第2話 小学生の過ごし方

「オレたちテツくんの家であそぶんだけど、ケンくんもいっしょにあそぶ?」

「あ。えっと、今日は用事があって……」

「そっか! じゃあ、またこんどあそぼうね!」

「うん」


 学校の授業が終わって帰り支度をしていると、クラスメートの男子に遊ばないかと誘われた。しかし僕は、彼の誘いを断った。


 別に急ぎの用事というわけではないのだけれども、反射的に拒否する言葉が口から出ていた。遊ぼうと言ってくれたクラスメートは、誘いを断った僕に対して嫌な顔もせずにあっさりと引き下がってくれる。何も気にしていないようで、僕は安心した。


 だけど、なんとなく居心地が悪くなってしまった。僕は、教科書の入ったカバンを背負うと教室から逃げ出すように帰宅した。


 クラスメートだから仲良くしたい、という気持ちはあった。何度か遊ぼうと誘ってもらって、一緒に遊んだこともある。ただ、その時に合わないなと感じてしまった。どうしても、彼らのテンションや感覚について行けなかったから。


 前世の記憶があるからなのか、もともと人付き合いが苦手だからなのか。


 僕はクラスメートたちと、程々の付き合いで関わっているだけである。前と同じく親しい友人は居ないけれど、イジメられてもいないのでこれで良いかと思っている。転生しても、やっぱり僕は僕なんだと自覚させられた。




「ただいま」


 マンションにある自宅。玄関に僕の声が響くが、返事は無い。やはり今日も両親は居ないようだ。仕事が忙しいようなので仕方ない。


 家に帰ってきたら、まずは学校で出された宿題を終わらせる。それから、その日に習った授業内容の復習と予習を済ませておく。小学生で習う内容なんて楽勝だと思うけれど、だからこそ間違いたくなかったから準備は万端にしておく。


 それに、中学や高校になれば授業の内容も難しくなっていくのを僕は知っている。前は中学生の頃に成績が徐々に落ちていって、高校生の時はダメダメな生徒だった。だから今度は、もう少しだけ優等生になれるように今のうちから勉学に時間を割いていた。


 せっかく他の人とは違う、前世の記憶という優位があるのだから活用していきたいと思った。


 勉強が終わったら、お待ちかねのゲームで遊ぶ時間だ。今日は、新しい進行ルートの確認をしてみようかと考えていた。
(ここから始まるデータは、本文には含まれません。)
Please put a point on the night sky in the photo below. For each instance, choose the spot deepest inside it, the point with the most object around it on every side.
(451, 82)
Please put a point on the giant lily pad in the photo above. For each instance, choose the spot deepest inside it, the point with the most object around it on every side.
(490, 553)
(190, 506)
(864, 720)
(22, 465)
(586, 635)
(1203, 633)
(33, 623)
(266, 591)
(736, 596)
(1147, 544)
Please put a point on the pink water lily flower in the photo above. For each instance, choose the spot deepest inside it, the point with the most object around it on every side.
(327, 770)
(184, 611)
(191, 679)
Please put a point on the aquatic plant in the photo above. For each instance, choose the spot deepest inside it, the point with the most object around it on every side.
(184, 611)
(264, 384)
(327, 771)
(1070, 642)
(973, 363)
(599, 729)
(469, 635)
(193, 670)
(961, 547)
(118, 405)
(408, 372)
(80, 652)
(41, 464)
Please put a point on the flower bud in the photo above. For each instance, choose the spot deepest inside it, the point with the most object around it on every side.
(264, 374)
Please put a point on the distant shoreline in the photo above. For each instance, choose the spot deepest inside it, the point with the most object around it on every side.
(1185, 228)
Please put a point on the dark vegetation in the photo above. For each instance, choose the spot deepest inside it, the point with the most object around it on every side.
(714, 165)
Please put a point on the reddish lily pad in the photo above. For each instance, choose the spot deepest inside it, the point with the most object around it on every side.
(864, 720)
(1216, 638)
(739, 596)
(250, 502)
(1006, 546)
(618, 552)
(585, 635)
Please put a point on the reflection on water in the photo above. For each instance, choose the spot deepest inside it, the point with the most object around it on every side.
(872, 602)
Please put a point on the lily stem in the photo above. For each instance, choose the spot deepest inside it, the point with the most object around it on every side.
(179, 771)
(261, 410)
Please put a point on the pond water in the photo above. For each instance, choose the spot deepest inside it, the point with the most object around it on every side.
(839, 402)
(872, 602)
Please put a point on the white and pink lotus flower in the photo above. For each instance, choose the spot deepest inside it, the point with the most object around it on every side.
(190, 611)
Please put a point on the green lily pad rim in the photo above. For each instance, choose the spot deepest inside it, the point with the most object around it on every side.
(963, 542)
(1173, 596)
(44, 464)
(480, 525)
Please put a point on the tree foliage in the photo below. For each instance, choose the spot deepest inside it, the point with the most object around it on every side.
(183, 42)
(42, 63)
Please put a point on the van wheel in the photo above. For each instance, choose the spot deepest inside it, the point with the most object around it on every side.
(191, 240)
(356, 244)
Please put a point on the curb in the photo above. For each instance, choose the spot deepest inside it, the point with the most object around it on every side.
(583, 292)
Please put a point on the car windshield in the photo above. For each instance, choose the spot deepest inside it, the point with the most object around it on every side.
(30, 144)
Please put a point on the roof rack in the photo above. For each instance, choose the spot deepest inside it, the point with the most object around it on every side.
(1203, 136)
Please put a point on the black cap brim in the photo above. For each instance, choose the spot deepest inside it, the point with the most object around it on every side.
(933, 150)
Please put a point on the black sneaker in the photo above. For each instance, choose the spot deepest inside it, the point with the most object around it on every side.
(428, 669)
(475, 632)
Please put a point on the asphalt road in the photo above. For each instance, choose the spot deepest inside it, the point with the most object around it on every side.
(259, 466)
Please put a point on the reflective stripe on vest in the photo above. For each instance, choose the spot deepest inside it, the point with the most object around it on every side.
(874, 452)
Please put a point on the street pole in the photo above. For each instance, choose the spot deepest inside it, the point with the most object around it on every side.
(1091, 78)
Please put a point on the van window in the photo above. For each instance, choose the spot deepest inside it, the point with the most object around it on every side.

 プレイするのは既に何百回とクリアしたゲームだけど、今はタイムアタックをして楽しんでいた。新しく思いついた進行ルートが上手くハマれば、現在の自己ベストであるクリアタイムを6秒ぐらい縮められそうでワクワクしている。


 ゲームの楽しみ方というものは、様々ある。


 アクションゲームならオープニングからエンディングまで目指して死なないように頑張ったり、RPGならシナリオを隅々までじっくりと味わいラスボスを倒したり、シミュレーションなら戦略を練って最高の勝利を目指したり。


 その他にもクリアタイムの短さを競うタイムアタックや、プレイの内容を見ていてスゴイと思わせるような魅せるゲームテクニックを磨いてみたり、裏技やバグ技などゲーム制作者が予想していない攻略方法を探ってみたり。


 とにかく、ゲームを楽しむ方法は無限大だった。僕は、色々な楽しみ方でゲームを遊んでいる。だからこそ、時間がいくら有っても足りなかった。こんな風にゲームを探求していく時間が、とてつもなく楽しい。だからゲームは飽きない。


「よし」


 自己ベストを更新できて満足した僕は、ゲーム機の電源を落とした。途中、休憩を挟みながらゲームを十分に楽しんだ。そろそろ夕食の時間で両親が家に帰ってくる。その前にお風呂を沸かしたり、洗濯をしておいたり。家事をやって両親の印象を良くしておく。新しいゲームソフトを買ってもらうえるように点数稼ぎをするためだ。


 まだ小学生である僕は、欲しいと思うゲームを見つけたとしても自由に買うことは出来ない。お年玉とお小遣いをやりくりして、厳選した何本かを買う。だが欲しいと思うソフトは幾らでもあるわけで。なんとか両親にお願いして買ってもらうしかないという歯がゆい状況。


 まぁでも、そういう不自由な今も楽しい。子供の頃ってそうだったよなぁ、ということをリアルタイムで実感していた。